I was disturbed this morning though to read that Susan Boyle was assessed under the Mental Health Act on Sunday evening.
The BBC story is full of fluff – saying how she was admitted as a voluntary patient to The Priory – a private clinic. She is being treated for exhaustion.
But that’s not what happens if the Mental Health Act is used. People are not assessed for formal involuntary detention if they are ‘exhausted’ with a police presence– and although obviously the admission has been voluntary in the end – the process of an assessment would not have been set up without the offer of a voluntary admission beforehand.
You are not assessed even for formal involuntary detention if you need ‘a few days out for rest and recovery’. You might be advised by your GP and offered a hospital admission (although hospital for rest and recovery doesn’t sit altogether cohesively). There has to be a clear indication of a mental disorder at the very least and a threshold of potential risk of harm to self or others that is set quite rightly, reasonably high.
Now, I know the assessment was not completed because Susan admitted herself voluntarily so there are some elements of conjecture but knowing the process and the ways that the assessments come about, there are more than a few major worries lurking.
“If we prioritise Susan Boyle’s mental health needs then she should not go into the final because if she did, I don’t believe the producers know how she will react.
“Whatever happens, the genie is out of the bottle. It’s very difficult for her to return to the life she once had and therefore in those circumstances her long-term psychological needs must be accommodated by the programme makers.
“They’ve used Susan Boyle and now they need to make sure she gets the long term help she may need as a consequence of appearing on this programme.”
I wonder how much the production companies have known about this in advance – more than a little, I suspect. The show has loss some of its sparkle and although we all know that television production companies put the needs of their stock holders above those who they make into instant celebrities, it is not as common to see the meltdown and such an immediate cause and effect.
I genuinely do wish Susan all the best but for those producers , I wish a lot less positive outcomes.

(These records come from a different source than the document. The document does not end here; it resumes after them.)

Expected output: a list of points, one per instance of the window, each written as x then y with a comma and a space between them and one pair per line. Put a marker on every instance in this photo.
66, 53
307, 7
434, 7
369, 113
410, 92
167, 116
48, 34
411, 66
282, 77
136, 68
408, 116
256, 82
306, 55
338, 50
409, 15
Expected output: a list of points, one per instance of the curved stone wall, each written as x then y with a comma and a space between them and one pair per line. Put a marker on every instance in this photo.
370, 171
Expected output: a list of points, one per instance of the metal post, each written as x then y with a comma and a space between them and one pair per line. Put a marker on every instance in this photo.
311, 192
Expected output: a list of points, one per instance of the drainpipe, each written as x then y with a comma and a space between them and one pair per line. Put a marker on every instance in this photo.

They have had their money and their viewing figures and are now running, it seems, for all their talk of ‘support’. If someone who had seen this, had put a stop to this BEFORE the final then I would have had a lot more respect for them.
I wonder what has happened to the duty of care and although I’m not so naive as to believe that money shouldn’t play a factor, health and well-being should be the overriding considerations.
There is the ability to make stars but there is a destruction opposite that may have been unleashed.